To make a serovar Typhimurium ompD::Mud-J mutant, we used the method of transitory cis complementation to generate a pool of mutants of serovar Typhimurium with Mud-J insertions (7). The donor serovar Typhimurium strain TT10288 (hisD9953::Mud-J hisD9941::Mud-1) was grown in LB medium with ampicillin (30 μg/ml) and kanamycin sulfate (40 μg/ml) to exponential density and infected with phage P22 HT105/1 int201. Ten pools of each of 1,600 Kanr transductants of recipient strain LT2 colonies were made on LB plates (1.5% agar), and each pool was infected with P22 to make a series of secondary transducing lysates. These secondary donor lysates were used to transduce the Tetr recipient strain SC1 (ompD159::Tn10), and Tets Kanr recombinants that form blue colonies on plates with fusaric acid and chlortetracycline to counterselect resistance to tetracycline (12) and 40-μg/ml 5-bromo-4-chloro-3-indolyl-β-d-galactopyranoside were selected. Overnight cultures were prepared from four Lac+ Kanr Tets colonies and the profiles of their outer membrane proteins were analyzed by SDS-polyacrylamide gel electrophoresis, and two were found to be missing OmpD in their outer membrane. The ompD1::Mud-J mutation in one of these strains was backcrossed into a wild-type LT2 recipient to yield strain SC7. To confirm that the Mud-J insertion in SC7 is in ompD, the junctions of the Mud-J insertion with the chromosome were amplified using the PCR with primer pairs MUR (5′-TTCGCATTTATCGTGAAACGCTTCC) and OMPD1 (GACAAAGACAAAACCCGTT) as well as MUL (TTCGTACTTCAAGTGAAT) and OMPD2 (CGTCCAGCAGGTTGATTTT). The sizes of the products of these amplifications, as well as the results of Southern analysis, show that the Mud-J insertion is in the center of ompD.

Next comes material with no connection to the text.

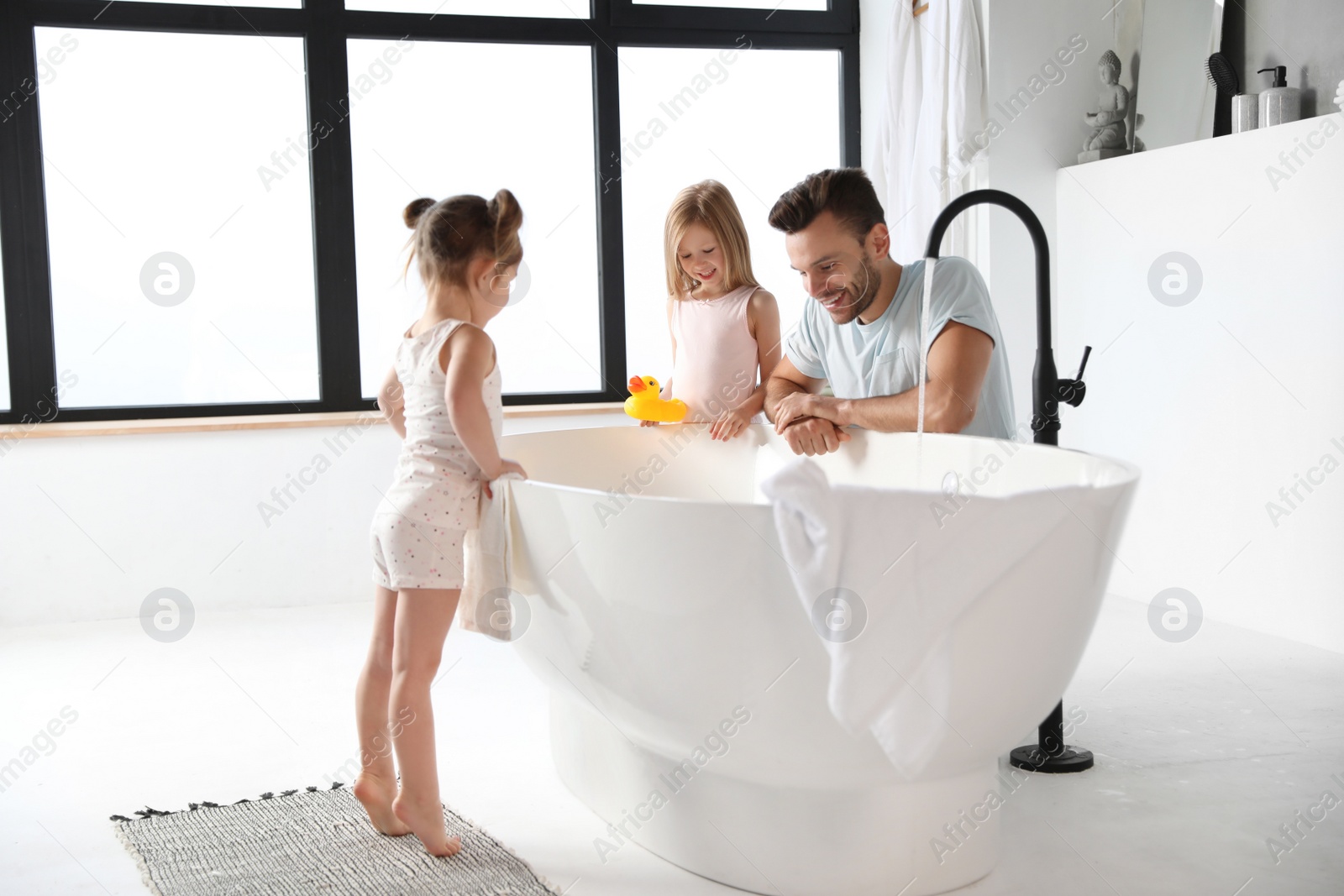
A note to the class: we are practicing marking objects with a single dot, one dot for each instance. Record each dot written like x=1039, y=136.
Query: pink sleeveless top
x=716, y=365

Serovar Typhimurium does not have the lac operon. This fact enables us to use lacZ as a reporter for transcription in both wild-type and mutant serovar Typhimurium strains by introducing Mud-J insertions. For example, the otherwise isogenic envZ+ and envZ1005::Mud-P strains whose outer membrane proteins are shown in Fig. 1 show no detectable β-galactosidase activity. When the ompD1::Mud-J insertion is introduced into these genetic backgrounds, the recombinant ompD1::Mud-J and ompD1::Mud-J envZ1005::Mud-P strains are found to produce similar levels of β-galactosidase activity under conditions of both low and high osmolarity. This result supports the idea that the transcription of ompD does not change in response to changes in osmolarity.

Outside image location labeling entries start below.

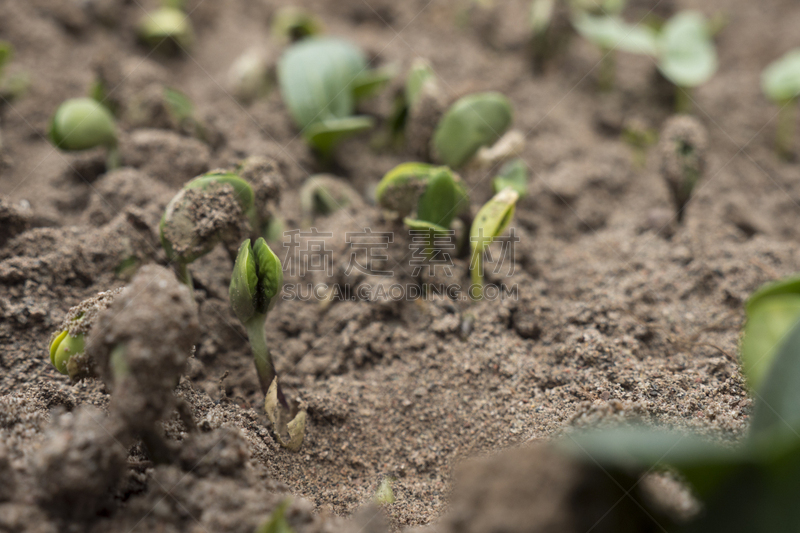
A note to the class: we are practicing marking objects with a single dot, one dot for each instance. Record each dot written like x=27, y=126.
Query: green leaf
x=244, y=283
x=317, y=76
x=473, y=121
x=781, y=79
x=704, y=464
x=277, y=521
x=513, y=174
x=613, y=33
x=771, y=313
x=688, y=57
x=326, y=134
x=371, y=82
x=493, y=218
x=82, y=123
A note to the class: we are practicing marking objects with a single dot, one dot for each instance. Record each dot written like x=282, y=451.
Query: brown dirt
x=621, y=312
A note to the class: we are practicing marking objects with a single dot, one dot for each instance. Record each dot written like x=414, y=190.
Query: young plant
x=167, y=28
x=513, y=174
x=682, y=150
x=212, y=208
x=490, y=222
x=83, y=123
x=67, y=347
x=687, y=56
x=321, y=79
x=781, y=83
x=255, y=285
x=472, y=122
x=610, y=33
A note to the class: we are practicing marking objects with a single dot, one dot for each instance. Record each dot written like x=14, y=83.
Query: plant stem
x=607, y=74
x=476, y=273
x=683, y=100
x=784, y=137
x=258, y=343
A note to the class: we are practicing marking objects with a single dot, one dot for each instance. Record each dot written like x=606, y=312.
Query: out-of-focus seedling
x=323, y=194
x=490, y=222
x=14, y=86
x=611, y=33
x=255, y=285
x=167, y=28
x=291, y=24
x=209, y=209
x=67, y=353
x=321, y=79
x=781, y=83
x=682, y=150
x=83, y=123
x=513, y=174
x=771, y=313
x=687, y=56
x=472, y=122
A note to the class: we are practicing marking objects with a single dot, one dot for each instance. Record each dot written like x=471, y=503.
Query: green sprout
x=513, y=174
x=255, y=285
x=291, y=24
x=83, y=123
x=682, y=149
x=208, y=209
x=473, y=121
x=687, y=56
x=167, y=28
x=752, y=486
x=490, y=222
x=610, y=33
x=771, y=313
x=781, y=83
x=321, y=79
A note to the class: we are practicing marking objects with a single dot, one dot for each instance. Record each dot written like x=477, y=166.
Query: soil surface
x=620, y=312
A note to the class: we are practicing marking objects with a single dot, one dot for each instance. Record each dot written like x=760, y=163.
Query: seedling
x=611, y=33
x=513, y=174
x=781, y=83
x=321, y=79
x=291, y=24
x=167, y=28
x=255, y=284
x=682, y=149
x=83, y=123
x=472, y=122
x=751, y=487
x=209, y=209
x=490, y=222
x=687, y=56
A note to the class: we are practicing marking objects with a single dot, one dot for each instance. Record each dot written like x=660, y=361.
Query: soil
x=622, y=312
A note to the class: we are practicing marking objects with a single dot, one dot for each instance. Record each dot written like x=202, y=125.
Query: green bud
x=168, y=24
x=472, y=122
x=256, y=280
x=82, y=123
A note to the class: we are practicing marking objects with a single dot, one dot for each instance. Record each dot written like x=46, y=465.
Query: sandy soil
x=622, y=312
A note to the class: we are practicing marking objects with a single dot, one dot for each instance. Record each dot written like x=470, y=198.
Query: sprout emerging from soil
x=255, y=285
x=84, y=123
x=682, y=150
x=321, y=79
x=167, y=28
x=67, y=348
x=472, y=122
x=490, y=222
x=781, y=83
x=212, y=208
x=292, y=24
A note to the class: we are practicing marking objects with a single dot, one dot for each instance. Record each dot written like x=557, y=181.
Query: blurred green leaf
x=473, y=121
x=781, y=79
x=688, y=57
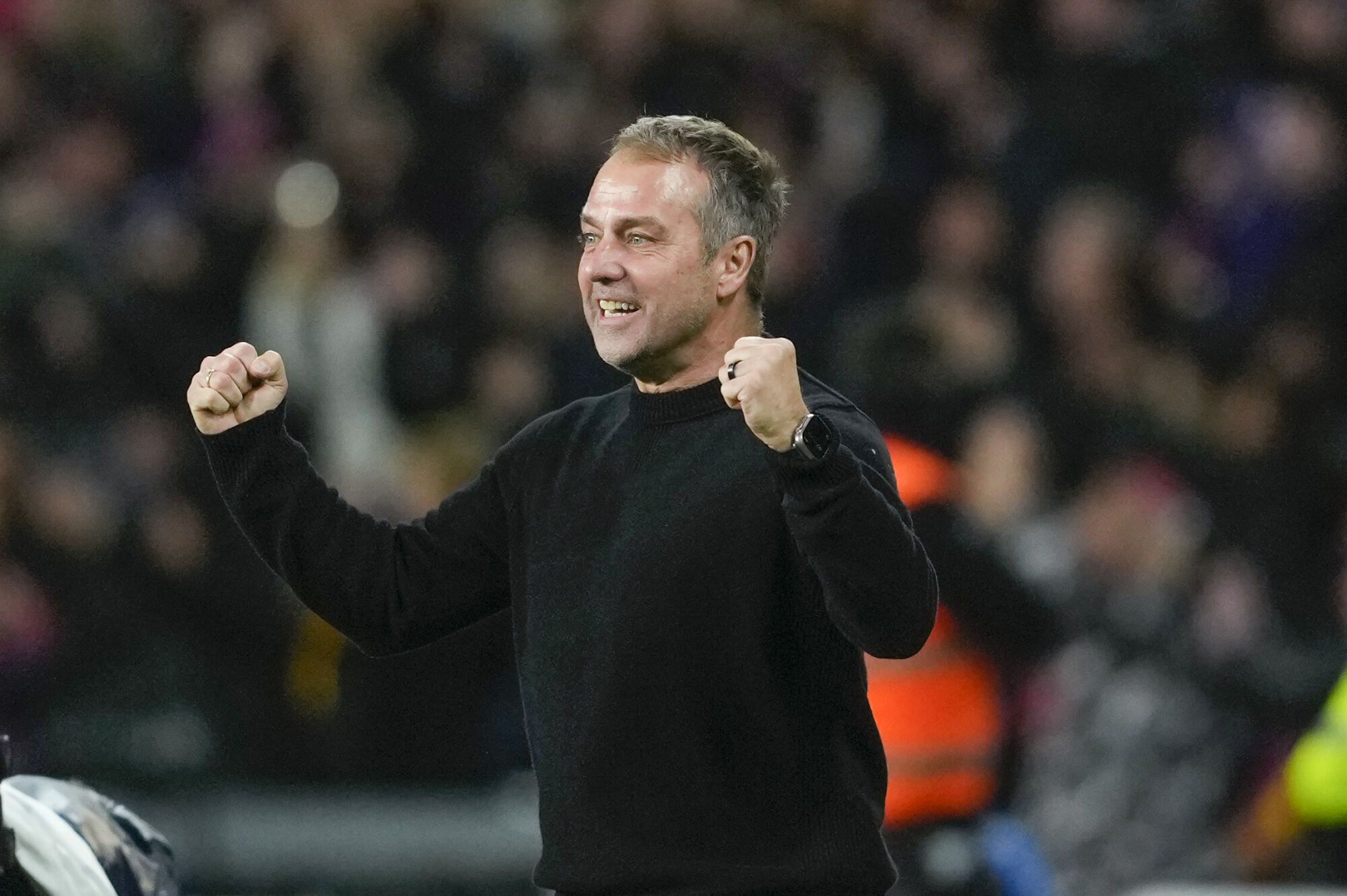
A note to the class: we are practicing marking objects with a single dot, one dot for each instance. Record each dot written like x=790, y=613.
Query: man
x=694, y=563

As shown in Fig. 2, we compared the levels of β-galactosidase activity made by otherwise isogenic ompD1::Mud-J fnr+ (SC7) and ompD1::Mud-J fnr2::Tn10 (SC8) strains under aerobic and anaerobic growth conditions. Under anaerobic growth conditions, the β-galactosidase activity shown by the mutant ompD1::Mud-J strain is slightly more than twice that shown by the same strain under aerobic conditions, a result that reflects what we observe when we assay the abundance of OmpD protein in the outer membrane of the wild-type parent of this strain under anaerobic versus aerobic growth conditions. In contrast, when we compare the levels of β-galactosidase activity shown by the ompD1::Mud-J fnr2::Tn10 strain under aerobic and anaerobic growth conditions, we find a different result. The fnr mutation has no effect on the expression of β-galactosidase activity from the operon fusion under anaerobic conditions compared to expression under aerobic conditions. These results show that fnr function does not play a direct role in the regulation of ompD transcription. Rather, the increase in the abundance of OmpD in the outer membrane in response to anaerobiosis must be due to an Fnr-dependent posttranscriptional regulatory mechanism. One possible step at which this fnr-dependent posttranscriptional control may occur is at the level of control of mRNA stability. The turnover of the transcripts of many genes is slowed under anaerobic conditions (4), and the extended half-life of mRNA species observed under anaerobic conditions may depend on an fnr-regulated function. Alternatively, the rate of degradation of OmpD may depend on an fnr-regulated function.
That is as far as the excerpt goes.